これについては準備していなかった俺も悪いが、まさかその日に勧誘されるとは思わなかった。しかも白いハンカチを見せても食い下がってきた。この動きは完全に予想外だった。
白瀬に連絡して状況を伝えると同じく予想外だったらしい。
で、その対策を話し合おうという話になって現在に至る。
「あら、赤澤さん?」
「え、白瀬さん?」
俺の目の前で赤澤と白瀬の視線がぶつかる。
「随分とお早いんですね」
「うん。今日はちょっとね」
そういえば、二人は仲直りしたんだったよな。
あの時の会話を思い出す。赤澤は女神の座が気に入っただけで、白瀬との確執はないという。
「白瀬さんこそ早いね」
「はい。わたくし、本日は翔太さんと約束しているんです」
その一言だった。
途端に空気が変わった。赤澤の顔から笑みが消えた。
「……翔太さん?」
「えっ?」
「ううん、呼び方がいつもと違うかなって」
「ああ、実は仲良くなったんです」
白瀬はそう言って微笑む。
仲良くなったというよりは、昔に戻った感じだけどな。俺としては呼び方など何でもいい。
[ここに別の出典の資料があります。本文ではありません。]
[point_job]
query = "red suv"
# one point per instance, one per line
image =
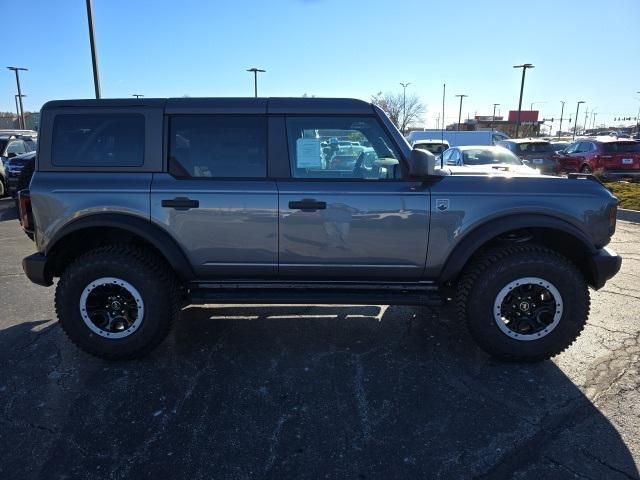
(616, 158)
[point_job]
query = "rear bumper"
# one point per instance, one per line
(605, 263)
(35, 267)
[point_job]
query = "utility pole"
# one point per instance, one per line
(575, 125)
(94, 55)
(460, 111)
(524, 67)
(561, 113)
(21, 114)
(404, 105)
(255, 79)
(493, 117)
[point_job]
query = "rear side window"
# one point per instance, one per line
(98, 140)
(621, 147)
(218, 146)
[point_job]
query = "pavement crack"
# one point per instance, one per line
(588, 454)
(275, 442)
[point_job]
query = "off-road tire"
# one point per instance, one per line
(146, 272)
(491, 271)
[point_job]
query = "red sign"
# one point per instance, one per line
(525, 115)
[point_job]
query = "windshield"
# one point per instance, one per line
(537, 147)
(621, 147)
(489, 157)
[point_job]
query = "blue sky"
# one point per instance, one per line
(582, 50)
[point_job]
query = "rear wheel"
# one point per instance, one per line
(117, 302)
(523, 303)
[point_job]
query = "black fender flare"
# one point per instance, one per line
(480, 235)
(141, 227)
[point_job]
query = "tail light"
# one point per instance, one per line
(26, 215)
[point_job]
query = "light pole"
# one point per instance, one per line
(21, 115)
(255, 79)
(493, 117)
(575, 125)
(404, 104)
(561, 113)
(460, 111)
(92, 42)
(524, 67)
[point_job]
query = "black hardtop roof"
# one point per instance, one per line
(288, 105)
(526, 140)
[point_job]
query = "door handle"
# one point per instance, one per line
(307, 205)
(181, 203)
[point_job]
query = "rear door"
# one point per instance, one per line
(216, 199)
(361, 220)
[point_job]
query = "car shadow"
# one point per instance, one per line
(8, 210)
(298, 392)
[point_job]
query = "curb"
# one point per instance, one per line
(629, 215)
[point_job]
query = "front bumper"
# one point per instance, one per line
(35, 267)
(605, 263)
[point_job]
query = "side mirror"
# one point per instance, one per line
(421, 163)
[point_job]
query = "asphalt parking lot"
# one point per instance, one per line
(316, 392)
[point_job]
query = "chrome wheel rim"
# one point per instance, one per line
(111, 307)
(528, 308)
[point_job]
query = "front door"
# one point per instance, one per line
(216, 200)
(348, 212)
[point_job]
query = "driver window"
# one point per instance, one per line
(341, 147)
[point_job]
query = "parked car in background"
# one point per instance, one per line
(558, 146)
(480, 159)
(434, 146)
(14, 169)
(536, 153)
(457, 139)
(611, 156)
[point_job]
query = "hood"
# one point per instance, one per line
(494, 169)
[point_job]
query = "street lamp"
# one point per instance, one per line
(404, 103)
(575, 125)
(493, 117)
(21, 114)
(17, 107)
(460, 111)
(94, 55)
(524, 67)
(255, 79)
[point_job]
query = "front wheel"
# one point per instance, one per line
(117, 301)
(523, 303)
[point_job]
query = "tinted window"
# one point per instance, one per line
(537, 147)
(481, 156)
(318, 148)
(17, 147)
(218, 146)
(98, 140)
(621, 147)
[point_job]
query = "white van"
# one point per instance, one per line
(458, 139)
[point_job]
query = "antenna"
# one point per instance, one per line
(444, 90)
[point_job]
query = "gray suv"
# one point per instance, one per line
(140, 207)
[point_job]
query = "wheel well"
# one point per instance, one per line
(555, 239)
(78, 242)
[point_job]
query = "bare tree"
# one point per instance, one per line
(401, 114)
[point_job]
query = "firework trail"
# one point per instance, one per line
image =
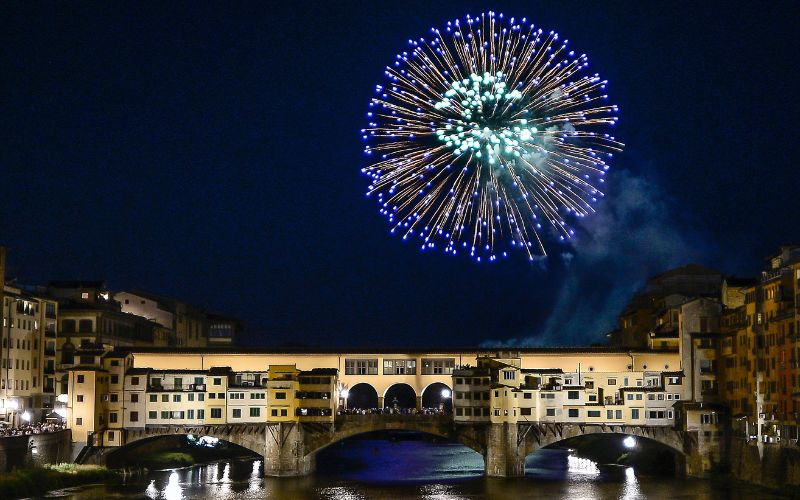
(488, 137)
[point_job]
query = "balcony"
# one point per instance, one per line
(177, 388)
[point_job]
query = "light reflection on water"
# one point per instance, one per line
(410, 469)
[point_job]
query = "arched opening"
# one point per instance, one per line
(438, 397)
(174, 450)
(398, 456)
(400, 397)
(362, 397)
(604, 456)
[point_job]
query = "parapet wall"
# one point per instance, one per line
(37, 449)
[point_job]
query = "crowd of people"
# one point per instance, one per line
(28, 429)
(393, 411)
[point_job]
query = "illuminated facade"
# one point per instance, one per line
(151, 388)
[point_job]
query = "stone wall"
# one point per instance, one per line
(780, 467)
(35, 450)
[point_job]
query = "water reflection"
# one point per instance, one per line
(630, 490)
(173, 488)
(412, 469)
(255, 477)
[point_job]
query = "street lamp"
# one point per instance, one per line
(446, 393)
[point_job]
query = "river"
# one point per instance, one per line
(377, 468)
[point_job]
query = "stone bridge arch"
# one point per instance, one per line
(348, 426)
(539, 435)
(248, 436)
(363, 396)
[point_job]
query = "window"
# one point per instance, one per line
(399, 366)
(437, 366)
(361, 366)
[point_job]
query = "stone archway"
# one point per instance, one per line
(362, 396)
(400, 396)
(438, 396)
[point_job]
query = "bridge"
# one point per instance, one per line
(290, 448)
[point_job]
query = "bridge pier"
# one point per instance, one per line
(285, 451)
(504, 455)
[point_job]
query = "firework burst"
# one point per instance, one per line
(488, 137)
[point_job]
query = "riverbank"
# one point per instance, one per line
(35, 481)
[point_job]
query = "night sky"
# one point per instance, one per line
(210, 152)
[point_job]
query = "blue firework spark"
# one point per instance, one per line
(490, 136)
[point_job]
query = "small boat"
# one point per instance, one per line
(612, 472)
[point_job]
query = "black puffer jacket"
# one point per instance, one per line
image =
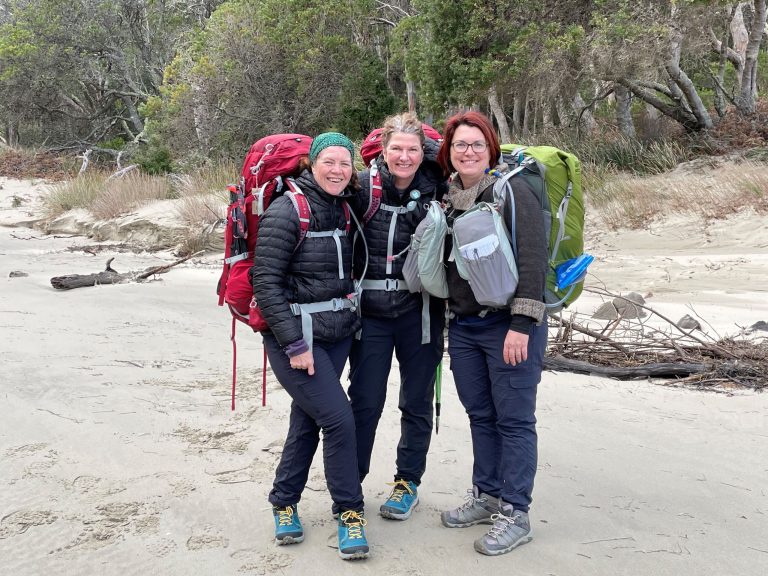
(282, 274)
(430, 182)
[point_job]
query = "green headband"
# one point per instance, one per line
(327, 139)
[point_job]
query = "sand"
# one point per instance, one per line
(119, 453)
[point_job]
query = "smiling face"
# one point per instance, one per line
(332, 169)
(403, 155)
(470, 165)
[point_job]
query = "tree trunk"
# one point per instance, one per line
(517, 114)
(498, 113)
(11, 133)
(563, 114)
(747, 98)
(547, 118)
(677, 113)
(740, 37)
(683, 82)
(410, 89)
(624, 111)
(587, 120)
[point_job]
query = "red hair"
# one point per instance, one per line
(476, 120)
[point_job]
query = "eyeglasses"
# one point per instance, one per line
(478, 146)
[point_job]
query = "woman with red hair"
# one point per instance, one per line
(496, 353)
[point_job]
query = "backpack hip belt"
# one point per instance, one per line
(333, 305)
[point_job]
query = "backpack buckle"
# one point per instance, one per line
(391, 284)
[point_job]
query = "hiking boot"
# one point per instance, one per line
(511, 528)
(477, 509)
(352, 542)
(288, 529)
(401, 501)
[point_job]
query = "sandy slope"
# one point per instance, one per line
(119, 454)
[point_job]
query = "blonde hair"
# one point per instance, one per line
(405, 123)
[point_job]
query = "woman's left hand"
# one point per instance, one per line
(515, 347)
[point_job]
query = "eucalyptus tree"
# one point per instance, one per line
(518, 56)
(77, 72)
(263, 66)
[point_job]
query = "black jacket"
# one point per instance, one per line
(430, 182)
(531, 259)
(283, 274)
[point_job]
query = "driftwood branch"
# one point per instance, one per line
(627, 346)
(654, 370)
(111, 276)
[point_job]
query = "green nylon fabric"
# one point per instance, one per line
(559, 168)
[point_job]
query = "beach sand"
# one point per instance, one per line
(119, 453)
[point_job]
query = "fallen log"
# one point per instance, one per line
(111, 276)
(653, 370)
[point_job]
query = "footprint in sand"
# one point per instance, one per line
(207, 537)
(161, 548)
(255, 562)
(20, 521)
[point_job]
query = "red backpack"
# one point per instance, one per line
(267, 172)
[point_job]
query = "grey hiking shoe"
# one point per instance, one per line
(511, 528)
(477, 509)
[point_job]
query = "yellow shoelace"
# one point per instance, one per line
(354, 522)
(400, 488)
(285, 516)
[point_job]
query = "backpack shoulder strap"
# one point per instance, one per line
(374, 193)
(301, 204)
(347, 215)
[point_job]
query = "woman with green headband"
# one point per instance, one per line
(306, 295)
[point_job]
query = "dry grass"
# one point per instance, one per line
(122, 195)
(80, 192)
(105, 198)
(625, 201)
(31, 163)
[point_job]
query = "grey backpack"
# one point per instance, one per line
(483, 252)
(423, 269)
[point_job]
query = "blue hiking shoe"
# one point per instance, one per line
(288, 529)
(353, 544)
(401, 501)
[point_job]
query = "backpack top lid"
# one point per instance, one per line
(371, 147)
(273, 156)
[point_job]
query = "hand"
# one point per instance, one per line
(304, 361)
(515, 347)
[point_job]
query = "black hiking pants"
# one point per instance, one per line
(319, 403)
(370, 364)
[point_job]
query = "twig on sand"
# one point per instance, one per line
(75, 420)
(608, 540)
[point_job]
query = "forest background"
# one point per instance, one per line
(183, 88)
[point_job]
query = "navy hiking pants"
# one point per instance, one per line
(319, 403)
(500, 401)
(370, 364)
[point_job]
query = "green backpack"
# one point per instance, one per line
(555, 178)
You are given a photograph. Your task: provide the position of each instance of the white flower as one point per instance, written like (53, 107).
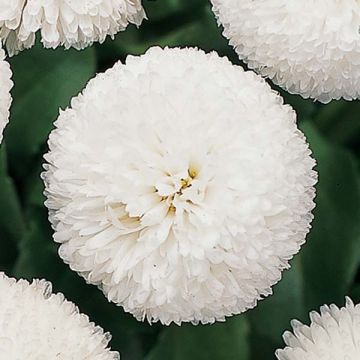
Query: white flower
(334, 334)
(180, 185)
(71, 23)
(36, 325)
(308, 47)
(5, 87)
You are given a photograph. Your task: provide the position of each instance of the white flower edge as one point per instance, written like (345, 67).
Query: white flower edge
(75, 24)
(87, 225)
(333, 334)
(5, 97)
(309, 48)
(36, 323)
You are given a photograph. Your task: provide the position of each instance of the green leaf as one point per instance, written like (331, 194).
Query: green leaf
(331, 255)
(11, 217)
(272, 315)
(227, 340)
(44, 81)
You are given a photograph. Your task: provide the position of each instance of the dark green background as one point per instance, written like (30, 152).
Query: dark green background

呼び方でバレる可能性はない。白瀬だけが別の中学だったし、その頃の呼び方など赤澤達は知らないだろうしな。
「仲良し?」
「ええ、すっかり仲良しですよ」
実際には別に仲良しって程でもないけどな。
「……」
「……」
赤澤と白瀬が教室の中央で向かい合う。
えっ、なにこれ。
何だか空気が重い。ただ向かい合ってるだけなのに、場に緊張感が満たされていくようだ。
仲直りしたはずじゃ?
以前と同様か、それ以上に険悪な雰囲気に感じるのだが。
その光景を目の当たりにした俺は、どうしようもなく逃げたい衝動に駆られた。しかし逃げたらまずいことだけはわかった。
静寂を破ったのは白瀬だった。
そろりと動き出し、俺の手を掴む。
「では、わたくしと翔太さんは大事な話がありますのでこれで失礼しますね。また今後、ゆっくりとお喋りしましょう」
軽く引っ張られたので俺は立ち上がり、白瀬の後をついていく。
「ちょ、待って――」
「行きましょう、翔太さん」
「お、おう」
促されるままに歩き出す。
背後から赤澤が何か言っているが、あの場に戻りたくない俺は聞かなかったことにして歩き出す。
しばらくすると声が完全に聞こえなくなった。
……助かった。ありがとな、白瀬。
心の中で感謝しながら隣を見ると、白瀬は勝ち誇ったような笑みを浮かべていた。